Background: Administrative databases and cancer registries are frequently used to conduct population-based research, but often lack clinical data necessary for risk stratification. Our objective was to determine the criterion validity of a risk-stratification algorithm based on treatment characteristics available from a pediatric cancer registry as a proxy for disease risk, by comparing it to traditional biology-based risk classifications.
Methods: We identified all children with acute lymphoblastic leukemia diagnosed at a single institution between January 2000 and June 2011, and linked them to a population-based cancer registry. Several risk algorithms were then constructed using disease risk variables collected through chart review by a pediatric oncologist, and compared to a risk algorithm based on treatment protocol name and age, available from the registry.
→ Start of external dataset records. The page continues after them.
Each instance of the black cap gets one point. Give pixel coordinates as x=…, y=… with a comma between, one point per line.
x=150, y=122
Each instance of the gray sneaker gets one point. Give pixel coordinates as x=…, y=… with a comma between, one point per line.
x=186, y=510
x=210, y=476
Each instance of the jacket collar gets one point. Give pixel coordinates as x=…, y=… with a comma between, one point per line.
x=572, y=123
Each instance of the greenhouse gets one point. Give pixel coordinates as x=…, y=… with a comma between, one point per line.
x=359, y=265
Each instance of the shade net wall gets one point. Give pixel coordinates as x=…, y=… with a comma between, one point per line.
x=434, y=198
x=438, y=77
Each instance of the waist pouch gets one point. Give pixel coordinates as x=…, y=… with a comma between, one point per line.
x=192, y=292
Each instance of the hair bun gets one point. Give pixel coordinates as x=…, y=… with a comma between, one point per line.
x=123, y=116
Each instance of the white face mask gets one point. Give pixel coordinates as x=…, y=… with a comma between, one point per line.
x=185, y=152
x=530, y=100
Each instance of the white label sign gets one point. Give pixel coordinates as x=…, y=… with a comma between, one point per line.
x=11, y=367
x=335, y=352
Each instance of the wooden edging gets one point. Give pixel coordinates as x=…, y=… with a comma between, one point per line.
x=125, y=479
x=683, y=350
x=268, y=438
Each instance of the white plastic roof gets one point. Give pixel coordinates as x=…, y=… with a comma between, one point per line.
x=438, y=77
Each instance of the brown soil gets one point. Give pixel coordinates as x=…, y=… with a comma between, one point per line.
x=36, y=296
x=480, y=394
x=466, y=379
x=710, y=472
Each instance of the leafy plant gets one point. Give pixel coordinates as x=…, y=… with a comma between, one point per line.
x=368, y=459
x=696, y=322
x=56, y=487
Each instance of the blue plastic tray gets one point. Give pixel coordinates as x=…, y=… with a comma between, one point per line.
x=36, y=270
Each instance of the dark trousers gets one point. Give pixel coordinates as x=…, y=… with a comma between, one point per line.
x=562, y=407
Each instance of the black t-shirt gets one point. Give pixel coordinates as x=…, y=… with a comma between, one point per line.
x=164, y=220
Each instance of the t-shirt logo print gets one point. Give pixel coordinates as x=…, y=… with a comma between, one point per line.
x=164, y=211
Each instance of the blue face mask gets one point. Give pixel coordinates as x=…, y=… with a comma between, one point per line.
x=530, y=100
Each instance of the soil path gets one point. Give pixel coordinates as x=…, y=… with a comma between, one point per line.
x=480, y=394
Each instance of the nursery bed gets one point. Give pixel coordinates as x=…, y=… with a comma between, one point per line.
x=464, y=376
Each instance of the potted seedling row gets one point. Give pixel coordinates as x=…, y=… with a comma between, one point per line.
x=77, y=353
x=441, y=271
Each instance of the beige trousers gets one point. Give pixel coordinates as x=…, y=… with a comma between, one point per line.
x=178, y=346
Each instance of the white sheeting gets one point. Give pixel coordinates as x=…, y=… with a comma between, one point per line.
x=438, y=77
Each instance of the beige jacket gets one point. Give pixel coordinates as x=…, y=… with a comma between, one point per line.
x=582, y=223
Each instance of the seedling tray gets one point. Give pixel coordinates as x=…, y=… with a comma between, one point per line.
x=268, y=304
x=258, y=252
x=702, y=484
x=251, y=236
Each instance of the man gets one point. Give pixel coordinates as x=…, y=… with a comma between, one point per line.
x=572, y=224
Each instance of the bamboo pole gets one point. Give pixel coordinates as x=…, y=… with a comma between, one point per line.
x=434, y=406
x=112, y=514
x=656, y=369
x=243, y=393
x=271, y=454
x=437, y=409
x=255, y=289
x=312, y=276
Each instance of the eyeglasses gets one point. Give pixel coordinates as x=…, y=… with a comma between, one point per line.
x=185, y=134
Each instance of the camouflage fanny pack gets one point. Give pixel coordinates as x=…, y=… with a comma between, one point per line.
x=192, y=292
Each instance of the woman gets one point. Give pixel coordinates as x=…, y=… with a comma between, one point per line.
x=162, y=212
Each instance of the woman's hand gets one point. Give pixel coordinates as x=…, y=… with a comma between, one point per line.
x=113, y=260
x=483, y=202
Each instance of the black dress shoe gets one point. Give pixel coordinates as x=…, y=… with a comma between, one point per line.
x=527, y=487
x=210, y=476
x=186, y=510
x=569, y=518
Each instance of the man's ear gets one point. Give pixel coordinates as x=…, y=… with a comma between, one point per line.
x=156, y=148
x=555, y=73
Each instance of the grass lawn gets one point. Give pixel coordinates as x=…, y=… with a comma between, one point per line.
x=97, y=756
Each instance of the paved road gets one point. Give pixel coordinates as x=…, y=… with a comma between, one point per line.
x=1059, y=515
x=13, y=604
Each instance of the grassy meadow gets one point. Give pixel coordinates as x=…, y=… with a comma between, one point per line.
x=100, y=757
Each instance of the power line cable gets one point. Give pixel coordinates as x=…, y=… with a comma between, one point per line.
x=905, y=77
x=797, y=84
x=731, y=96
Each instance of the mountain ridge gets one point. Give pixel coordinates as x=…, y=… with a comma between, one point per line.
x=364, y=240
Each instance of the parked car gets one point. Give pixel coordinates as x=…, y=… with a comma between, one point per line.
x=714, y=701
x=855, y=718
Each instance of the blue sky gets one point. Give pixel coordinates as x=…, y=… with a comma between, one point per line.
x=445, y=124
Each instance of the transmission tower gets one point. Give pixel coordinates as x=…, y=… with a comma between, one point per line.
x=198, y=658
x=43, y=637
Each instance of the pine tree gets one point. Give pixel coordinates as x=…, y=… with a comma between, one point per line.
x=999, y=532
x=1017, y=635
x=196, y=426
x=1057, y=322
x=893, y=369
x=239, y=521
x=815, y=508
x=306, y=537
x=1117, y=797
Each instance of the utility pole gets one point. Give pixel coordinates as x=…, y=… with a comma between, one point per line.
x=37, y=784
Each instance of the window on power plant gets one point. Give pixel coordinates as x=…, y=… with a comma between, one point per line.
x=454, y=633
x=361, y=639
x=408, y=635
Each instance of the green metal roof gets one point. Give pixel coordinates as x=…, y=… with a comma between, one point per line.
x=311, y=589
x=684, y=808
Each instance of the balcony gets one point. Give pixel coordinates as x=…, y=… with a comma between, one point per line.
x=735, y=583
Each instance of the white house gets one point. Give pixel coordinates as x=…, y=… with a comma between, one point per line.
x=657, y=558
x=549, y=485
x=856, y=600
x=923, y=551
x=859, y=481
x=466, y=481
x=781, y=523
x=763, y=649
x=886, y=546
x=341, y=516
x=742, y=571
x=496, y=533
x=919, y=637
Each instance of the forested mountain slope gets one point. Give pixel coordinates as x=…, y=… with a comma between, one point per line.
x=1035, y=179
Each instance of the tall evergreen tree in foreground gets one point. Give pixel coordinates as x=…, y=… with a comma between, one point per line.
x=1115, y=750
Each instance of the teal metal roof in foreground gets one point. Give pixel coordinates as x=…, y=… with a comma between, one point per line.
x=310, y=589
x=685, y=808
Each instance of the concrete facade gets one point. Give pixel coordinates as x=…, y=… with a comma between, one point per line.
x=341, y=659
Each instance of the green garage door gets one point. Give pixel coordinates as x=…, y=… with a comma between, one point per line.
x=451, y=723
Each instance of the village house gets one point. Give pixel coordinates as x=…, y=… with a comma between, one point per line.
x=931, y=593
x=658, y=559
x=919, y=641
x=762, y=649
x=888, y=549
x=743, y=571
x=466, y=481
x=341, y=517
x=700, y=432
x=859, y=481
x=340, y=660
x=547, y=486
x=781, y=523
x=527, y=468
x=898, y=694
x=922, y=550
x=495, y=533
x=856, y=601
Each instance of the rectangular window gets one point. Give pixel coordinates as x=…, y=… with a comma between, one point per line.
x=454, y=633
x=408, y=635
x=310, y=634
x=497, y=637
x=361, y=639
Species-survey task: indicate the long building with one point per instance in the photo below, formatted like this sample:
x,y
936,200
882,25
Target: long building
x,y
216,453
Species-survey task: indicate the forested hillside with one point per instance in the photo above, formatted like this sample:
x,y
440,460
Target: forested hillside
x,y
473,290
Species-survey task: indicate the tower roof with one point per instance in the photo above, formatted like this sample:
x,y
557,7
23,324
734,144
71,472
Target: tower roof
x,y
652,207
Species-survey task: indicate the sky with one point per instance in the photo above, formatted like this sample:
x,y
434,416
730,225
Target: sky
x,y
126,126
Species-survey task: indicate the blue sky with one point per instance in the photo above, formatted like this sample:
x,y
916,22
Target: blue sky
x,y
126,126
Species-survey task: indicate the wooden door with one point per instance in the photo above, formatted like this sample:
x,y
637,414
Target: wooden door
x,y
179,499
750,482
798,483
Results: Of 596 patients identified, 579 (97.1%) met inclusion criteria and were successfully linked. The registry-based algorithm showed almost perfect agreement with a biology-based algorithm based on age, initial white blood cell count, immunophenotype and cytogenetics (kappa=0.85, 95th confidence interval 0.81-0.90). Discrepant cases were often due to the presence of unusual high risk features not captured by standard disease-risk variables but reflected in clinicians' choices of higher intensity treatment protocols.
Conclusions: Protocol name represents a valid proxy of disease risk, allowing for risk stratification while conducting comparative effectiveness research using cancer registries and health services data. Future studies should examine the validity of treatment-based risk algorithms in other malignancies and using other treatment characteristics commonly found in health services data, such as the receipt of specific chemotherapeutic agents.